Strengths and limitations

This study is one of the first to investigate the patterns and predictors of breastfeeding initiation in Hong Kong and Mainland China born mothers. The sample was large and population-based and captured a substantial proportion of eligible new mothers. Breastfeeding initiation status was extracted from the ward record book and then verified with the participants, thus increasing the accuracy of the outcome variable. Conversely, many of our other variables of interest relied on maternal self-report and response bias cannot be ruled out. However, given that the main focus of our original study was not breastfeeding [35], the possibility of social desirability bias was minimized.
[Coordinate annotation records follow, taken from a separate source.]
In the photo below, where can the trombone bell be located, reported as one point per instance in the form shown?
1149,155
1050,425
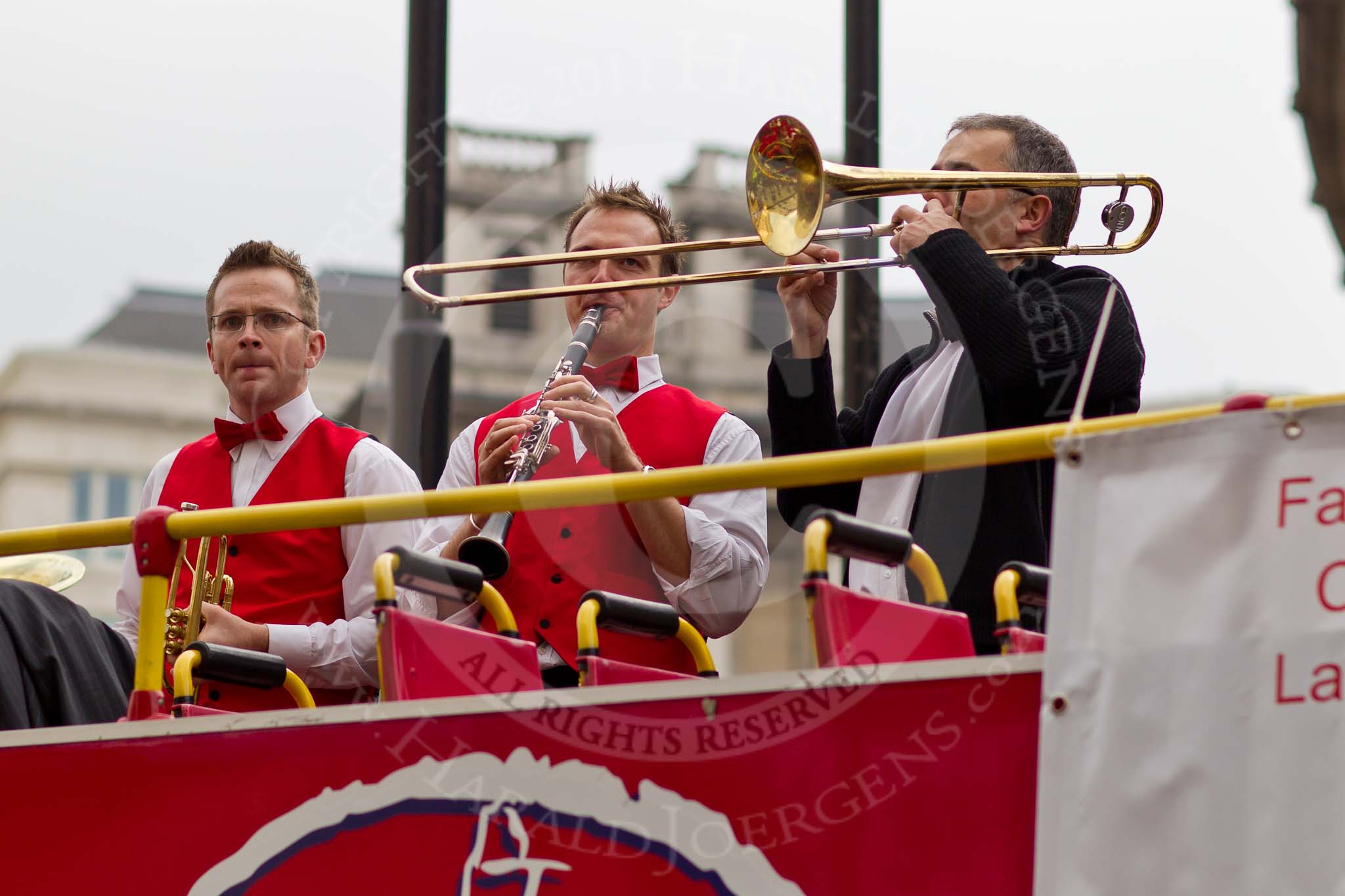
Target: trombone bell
786,186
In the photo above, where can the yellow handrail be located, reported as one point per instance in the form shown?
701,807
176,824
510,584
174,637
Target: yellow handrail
953,453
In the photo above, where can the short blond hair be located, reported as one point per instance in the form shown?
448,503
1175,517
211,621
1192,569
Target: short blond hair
628,195
268,254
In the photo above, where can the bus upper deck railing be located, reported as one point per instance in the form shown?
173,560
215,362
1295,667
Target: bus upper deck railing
848,465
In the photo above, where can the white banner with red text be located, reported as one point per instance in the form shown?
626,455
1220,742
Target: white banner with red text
1193,726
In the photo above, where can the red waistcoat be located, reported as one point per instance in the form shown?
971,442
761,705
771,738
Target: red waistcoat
284,578
557,555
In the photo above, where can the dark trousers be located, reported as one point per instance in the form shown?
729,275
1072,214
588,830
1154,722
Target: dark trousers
58,666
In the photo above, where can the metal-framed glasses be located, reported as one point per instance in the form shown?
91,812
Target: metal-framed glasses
272,320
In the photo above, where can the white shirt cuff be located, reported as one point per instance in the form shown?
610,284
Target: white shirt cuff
294,645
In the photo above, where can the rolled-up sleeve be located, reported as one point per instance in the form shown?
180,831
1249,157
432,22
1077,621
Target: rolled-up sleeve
726,535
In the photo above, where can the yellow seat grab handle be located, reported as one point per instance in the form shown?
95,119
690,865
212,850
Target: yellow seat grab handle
450,581
849,536
233,666
645,618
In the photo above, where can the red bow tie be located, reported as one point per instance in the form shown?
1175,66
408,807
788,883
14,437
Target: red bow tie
264,427
622,372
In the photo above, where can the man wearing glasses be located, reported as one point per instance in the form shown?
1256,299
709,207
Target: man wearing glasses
1007,347
301,595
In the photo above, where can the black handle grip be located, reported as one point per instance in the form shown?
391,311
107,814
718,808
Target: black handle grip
449,581
858,540
486,550
1033,581
632,616
238,667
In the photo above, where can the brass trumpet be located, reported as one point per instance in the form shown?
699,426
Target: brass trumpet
789,186
182,625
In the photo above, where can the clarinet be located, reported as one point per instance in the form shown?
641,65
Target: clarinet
486,550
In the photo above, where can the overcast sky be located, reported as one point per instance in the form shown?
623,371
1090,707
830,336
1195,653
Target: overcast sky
144,139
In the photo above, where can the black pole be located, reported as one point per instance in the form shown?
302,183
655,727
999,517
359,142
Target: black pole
862,322
422,350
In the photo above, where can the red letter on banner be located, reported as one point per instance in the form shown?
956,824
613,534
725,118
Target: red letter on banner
1279,681
1321,587
1283,496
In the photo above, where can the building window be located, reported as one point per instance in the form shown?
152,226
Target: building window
119,495
512,316
84,495
767,324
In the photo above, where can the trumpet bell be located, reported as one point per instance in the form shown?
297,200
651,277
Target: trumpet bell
786,186
57,571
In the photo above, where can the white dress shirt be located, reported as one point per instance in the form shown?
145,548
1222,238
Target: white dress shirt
335,654
914,414
725,530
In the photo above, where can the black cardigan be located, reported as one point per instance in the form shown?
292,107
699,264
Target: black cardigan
1026,336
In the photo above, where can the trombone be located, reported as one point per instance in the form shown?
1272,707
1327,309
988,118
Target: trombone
789,186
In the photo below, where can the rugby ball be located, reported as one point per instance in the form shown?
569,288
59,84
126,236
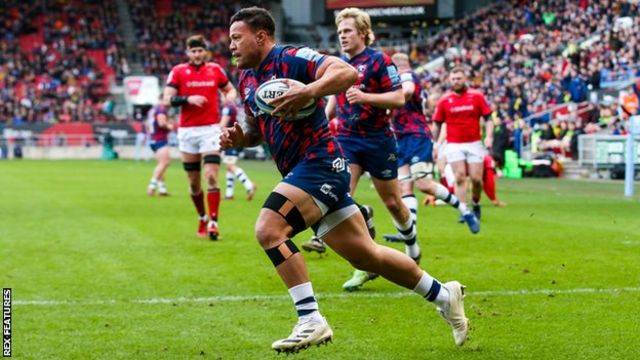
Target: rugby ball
272,89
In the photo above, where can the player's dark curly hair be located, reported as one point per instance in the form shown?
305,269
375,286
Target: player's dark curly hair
257,18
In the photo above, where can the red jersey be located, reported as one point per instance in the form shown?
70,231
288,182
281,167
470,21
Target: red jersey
203,80
462,115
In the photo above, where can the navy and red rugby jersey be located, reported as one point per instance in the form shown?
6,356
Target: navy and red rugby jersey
376,74
290,141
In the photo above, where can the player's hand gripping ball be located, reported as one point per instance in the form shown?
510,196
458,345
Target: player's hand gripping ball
275,88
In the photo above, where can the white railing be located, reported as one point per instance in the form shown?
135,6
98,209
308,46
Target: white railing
604,151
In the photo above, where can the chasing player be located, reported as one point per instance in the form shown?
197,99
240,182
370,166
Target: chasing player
159,126
462,109
415,146
230,158
193,87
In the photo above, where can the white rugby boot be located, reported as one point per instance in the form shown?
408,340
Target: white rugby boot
454,314
307,332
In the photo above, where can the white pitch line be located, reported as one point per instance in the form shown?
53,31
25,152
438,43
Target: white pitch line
362,295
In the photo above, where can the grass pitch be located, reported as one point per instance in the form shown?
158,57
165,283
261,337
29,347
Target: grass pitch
101,271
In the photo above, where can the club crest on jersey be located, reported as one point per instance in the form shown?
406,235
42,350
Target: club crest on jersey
327,190
339,165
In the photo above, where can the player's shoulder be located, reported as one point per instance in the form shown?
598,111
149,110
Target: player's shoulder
244,75
213,65
376,54
475,92
302,53
180,67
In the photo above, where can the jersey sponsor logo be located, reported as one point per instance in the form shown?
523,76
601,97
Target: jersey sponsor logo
462,108
201,84
339,164
393,74
309,55
170,77
406,77
328,190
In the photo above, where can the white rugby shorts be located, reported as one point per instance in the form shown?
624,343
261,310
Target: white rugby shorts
199,139
472,152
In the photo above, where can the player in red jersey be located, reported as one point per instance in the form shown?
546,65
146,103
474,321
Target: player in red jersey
461,109
230,157
193,86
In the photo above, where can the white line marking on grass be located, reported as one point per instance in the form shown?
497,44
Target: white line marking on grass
361,295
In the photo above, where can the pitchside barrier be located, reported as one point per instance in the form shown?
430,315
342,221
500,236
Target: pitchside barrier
86,147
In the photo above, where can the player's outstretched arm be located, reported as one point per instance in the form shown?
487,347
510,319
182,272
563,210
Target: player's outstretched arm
170,97
239,136
388,100
332,76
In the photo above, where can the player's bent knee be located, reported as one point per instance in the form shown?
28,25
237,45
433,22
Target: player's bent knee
287,209
212,159
279,254
192,166
421,170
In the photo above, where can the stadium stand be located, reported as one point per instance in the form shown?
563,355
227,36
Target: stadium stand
58,59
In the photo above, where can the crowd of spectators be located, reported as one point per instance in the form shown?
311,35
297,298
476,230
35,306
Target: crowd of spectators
530,56
526,56
161,36
49,70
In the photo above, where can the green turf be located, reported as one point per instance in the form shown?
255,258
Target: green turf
86,236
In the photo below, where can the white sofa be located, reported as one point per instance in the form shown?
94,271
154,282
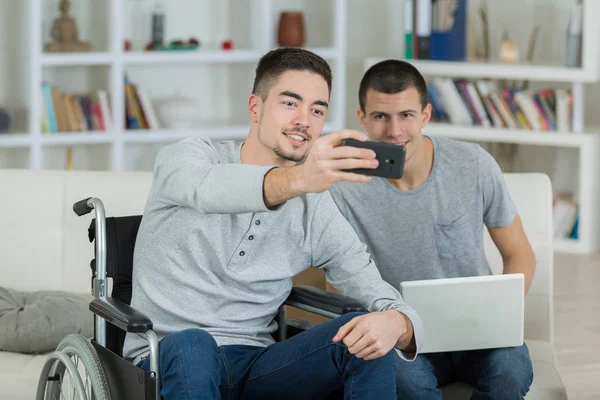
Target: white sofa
532,194
43,245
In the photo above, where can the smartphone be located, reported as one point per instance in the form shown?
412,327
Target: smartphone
390,156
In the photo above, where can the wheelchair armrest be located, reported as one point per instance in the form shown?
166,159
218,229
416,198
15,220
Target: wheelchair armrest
319,300
121,315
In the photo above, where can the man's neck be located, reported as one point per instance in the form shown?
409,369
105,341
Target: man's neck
417,173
Furthermore, reported maternal smoking rates (3.3 %), an indicator that would be highly susceptible to social desirability bias, mirror the rates of female smoking (3.1 %) reported in population based surveys [84]. In addition, it is possible that breastfeeding decisions were influenced by variables that were not measured in our study such as the melamine tainted infant formula scandal in Mainland China [85]. Many experts agree, however, that the impact of this scandal on breastfeeding in Hong Kong and China was minimal [86] and it primarily served to create a large market for foreign infant formula brands in China [87, 88]. Finally, we do not have any information on mothers who refused to take part in this study and thus we do not know if they are similar or different from participants in ways that may affect the study findings.

Conclusions

Results from this study show that breastfeeding initiation rates are high in Hong Kong born and Mainland China born mothers, with no significant differences between the two groups. However, there is potential to further increase breastfeeding initiation rates and data from this study has identified a number of predictors unique to each group that can help clinicians and public health professionals to further promote breastfeeding in Hong Kong. Given the current high breastfeeding initiation rates, evidence-based antenatal breastfeeding education and promotion programmes can be directed at sub-groups of pregnant women with lower initiation rates so that their efforts are more strategic and cost-effective.